The presidential election may come down to just three states.
The 2024 presidential election is well over a year away—and the GOP nomination is still up for grabs, at least technically. And yet, early signs are pointing to another very close election: Most early polling shows that President Joe Biden and Donald Trump are neck-and-neck, albeit with large numbers of undecided voters, in national polling, and tight races in a number of swing states.
On Thursday, the University of Virginia’s Center for Politics released its Electoral College Rankings, which shows an astonishingly close race, with only 43 electoral votes up for grabs.

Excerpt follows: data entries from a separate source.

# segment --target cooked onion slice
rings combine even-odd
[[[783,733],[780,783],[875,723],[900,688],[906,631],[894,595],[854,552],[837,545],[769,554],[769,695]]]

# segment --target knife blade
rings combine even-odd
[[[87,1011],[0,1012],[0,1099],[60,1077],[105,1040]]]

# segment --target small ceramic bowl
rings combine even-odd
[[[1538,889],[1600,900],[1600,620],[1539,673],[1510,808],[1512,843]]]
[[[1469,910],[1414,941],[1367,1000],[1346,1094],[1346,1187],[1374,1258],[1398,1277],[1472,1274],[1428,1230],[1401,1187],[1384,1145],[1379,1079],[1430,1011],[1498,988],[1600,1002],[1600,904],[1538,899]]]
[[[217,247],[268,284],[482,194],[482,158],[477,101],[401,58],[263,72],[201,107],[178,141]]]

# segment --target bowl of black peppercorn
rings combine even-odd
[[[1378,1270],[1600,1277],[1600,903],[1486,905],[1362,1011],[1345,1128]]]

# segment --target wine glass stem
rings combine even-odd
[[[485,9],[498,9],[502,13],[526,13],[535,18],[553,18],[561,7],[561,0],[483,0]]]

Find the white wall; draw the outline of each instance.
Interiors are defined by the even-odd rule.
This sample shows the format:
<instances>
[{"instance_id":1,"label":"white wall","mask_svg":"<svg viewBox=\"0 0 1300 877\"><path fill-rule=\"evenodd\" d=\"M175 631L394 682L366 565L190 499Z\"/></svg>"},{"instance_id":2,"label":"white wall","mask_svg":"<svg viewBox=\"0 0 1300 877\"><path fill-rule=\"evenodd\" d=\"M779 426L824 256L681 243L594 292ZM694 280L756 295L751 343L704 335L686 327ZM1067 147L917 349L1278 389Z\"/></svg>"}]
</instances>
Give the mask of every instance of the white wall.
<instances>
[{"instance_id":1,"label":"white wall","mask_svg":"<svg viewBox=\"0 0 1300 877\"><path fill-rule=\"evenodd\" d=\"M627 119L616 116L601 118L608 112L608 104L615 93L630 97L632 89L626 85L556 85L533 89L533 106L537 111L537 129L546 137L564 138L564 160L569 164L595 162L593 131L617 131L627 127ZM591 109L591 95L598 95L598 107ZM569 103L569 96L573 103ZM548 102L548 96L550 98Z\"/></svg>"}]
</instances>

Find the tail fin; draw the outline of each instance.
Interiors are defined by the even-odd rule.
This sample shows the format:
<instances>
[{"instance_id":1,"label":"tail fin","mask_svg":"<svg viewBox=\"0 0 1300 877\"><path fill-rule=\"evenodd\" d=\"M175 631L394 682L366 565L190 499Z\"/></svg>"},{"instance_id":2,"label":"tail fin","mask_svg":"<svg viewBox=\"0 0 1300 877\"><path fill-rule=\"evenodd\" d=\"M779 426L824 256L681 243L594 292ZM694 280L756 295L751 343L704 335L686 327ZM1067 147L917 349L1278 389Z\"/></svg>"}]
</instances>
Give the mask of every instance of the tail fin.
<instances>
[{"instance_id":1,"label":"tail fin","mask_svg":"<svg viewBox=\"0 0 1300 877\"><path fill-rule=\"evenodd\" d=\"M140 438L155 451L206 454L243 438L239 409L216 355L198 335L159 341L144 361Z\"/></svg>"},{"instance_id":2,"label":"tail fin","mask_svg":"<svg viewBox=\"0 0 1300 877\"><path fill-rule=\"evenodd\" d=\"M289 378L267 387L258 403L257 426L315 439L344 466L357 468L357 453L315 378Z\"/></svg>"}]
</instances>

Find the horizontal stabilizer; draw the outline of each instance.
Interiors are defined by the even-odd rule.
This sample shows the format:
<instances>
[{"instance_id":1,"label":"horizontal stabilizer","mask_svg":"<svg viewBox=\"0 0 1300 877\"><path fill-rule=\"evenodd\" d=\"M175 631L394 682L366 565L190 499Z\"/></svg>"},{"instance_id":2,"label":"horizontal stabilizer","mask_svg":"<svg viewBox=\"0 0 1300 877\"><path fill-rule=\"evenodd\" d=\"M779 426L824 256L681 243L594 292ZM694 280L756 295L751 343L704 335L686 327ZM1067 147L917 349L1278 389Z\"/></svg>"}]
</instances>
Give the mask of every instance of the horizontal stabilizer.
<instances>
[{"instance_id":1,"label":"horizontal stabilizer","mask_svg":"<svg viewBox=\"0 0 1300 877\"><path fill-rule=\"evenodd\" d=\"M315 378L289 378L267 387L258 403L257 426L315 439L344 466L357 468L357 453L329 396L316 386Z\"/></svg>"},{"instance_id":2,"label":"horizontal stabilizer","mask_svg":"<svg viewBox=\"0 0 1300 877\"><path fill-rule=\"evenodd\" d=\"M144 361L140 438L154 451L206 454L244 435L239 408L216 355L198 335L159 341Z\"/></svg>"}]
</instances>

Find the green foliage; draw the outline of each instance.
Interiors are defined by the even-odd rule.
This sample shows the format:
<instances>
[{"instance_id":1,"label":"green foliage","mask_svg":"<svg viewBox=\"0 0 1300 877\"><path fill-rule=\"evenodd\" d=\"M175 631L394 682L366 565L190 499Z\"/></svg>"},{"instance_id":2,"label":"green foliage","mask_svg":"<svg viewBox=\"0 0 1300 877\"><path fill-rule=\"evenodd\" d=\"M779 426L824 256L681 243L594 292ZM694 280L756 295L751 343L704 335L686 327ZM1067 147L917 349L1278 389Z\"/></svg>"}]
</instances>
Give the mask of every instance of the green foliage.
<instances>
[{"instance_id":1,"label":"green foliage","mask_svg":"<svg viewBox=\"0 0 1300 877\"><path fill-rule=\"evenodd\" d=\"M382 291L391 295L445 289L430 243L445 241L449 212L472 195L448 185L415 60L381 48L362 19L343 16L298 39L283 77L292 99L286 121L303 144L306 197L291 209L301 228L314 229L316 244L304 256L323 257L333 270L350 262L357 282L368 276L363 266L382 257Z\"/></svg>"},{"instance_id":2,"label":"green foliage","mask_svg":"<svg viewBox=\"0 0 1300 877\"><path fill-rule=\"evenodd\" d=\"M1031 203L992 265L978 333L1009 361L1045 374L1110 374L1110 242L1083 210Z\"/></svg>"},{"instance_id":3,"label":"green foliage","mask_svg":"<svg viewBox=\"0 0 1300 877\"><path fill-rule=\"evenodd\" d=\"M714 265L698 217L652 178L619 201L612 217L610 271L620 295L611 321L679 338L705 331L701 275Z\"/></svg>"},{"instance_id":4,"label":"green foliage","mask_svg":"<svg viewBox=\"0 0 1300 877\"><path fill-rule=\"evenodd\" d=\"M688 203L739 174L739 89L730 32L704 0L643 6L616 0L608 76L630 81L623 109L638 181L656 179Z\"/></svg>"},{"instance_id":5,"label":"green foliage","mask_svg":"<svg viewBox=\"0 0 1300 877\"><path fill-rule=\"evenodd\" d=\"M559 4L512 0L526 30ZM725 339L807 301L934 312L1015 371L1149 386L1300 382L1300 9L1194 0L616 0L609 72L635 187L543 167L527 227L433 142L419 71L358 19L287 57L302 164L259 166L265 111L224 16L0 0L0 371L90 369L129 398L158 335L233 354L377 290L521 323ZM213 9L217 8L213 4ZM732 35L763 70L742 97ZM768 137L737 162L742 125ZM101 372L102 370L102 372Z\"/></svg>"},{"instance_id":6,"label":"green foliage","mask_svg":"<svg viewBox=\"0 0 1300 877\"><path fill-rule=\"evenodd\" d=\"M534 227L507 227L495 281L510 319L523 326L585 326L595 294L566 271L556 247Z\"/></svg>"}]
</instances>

“We are starting 260 electoral votes worth of states as at least leaning Democratic, and 235 as at least leaning Republican,” writes the Center for Politics’s Kyle Kondick. “The four Toss-ups are Arizona, Georgia, and Wisconsin—the three closest states in 2020—along with Nevada, which has voted Democratic in each of the last four presidential elections but by closer margins each time (it is one of the few states where Joe Biden did worse than Hillary Clinton, albeit by less than a tenth of a percentage point). That is just 43 Toss-up electoral votes at the outset.”
This is still, broadly speaking, good news for Democrats. Nevada has been trending red, but its six electoral votes would likely not be decisive in this scenario. Democrats have reason to feel hopeful about Arizona, which went for Trump in 2016 and Biden in 2020, but where Democrats have recently done well—thanks in part to the general insanity of the state’s Republican Party. There are positive signs in Wisconsin as well, where Governor Tony Evers boasts a high approval rating. Still, with less than 18 months to go, this is a much tighter race than many Democrats would hope, especially given the fact that the presumptive Republican nominee is currently facing dozens of federal charges relating to mishandling classified information.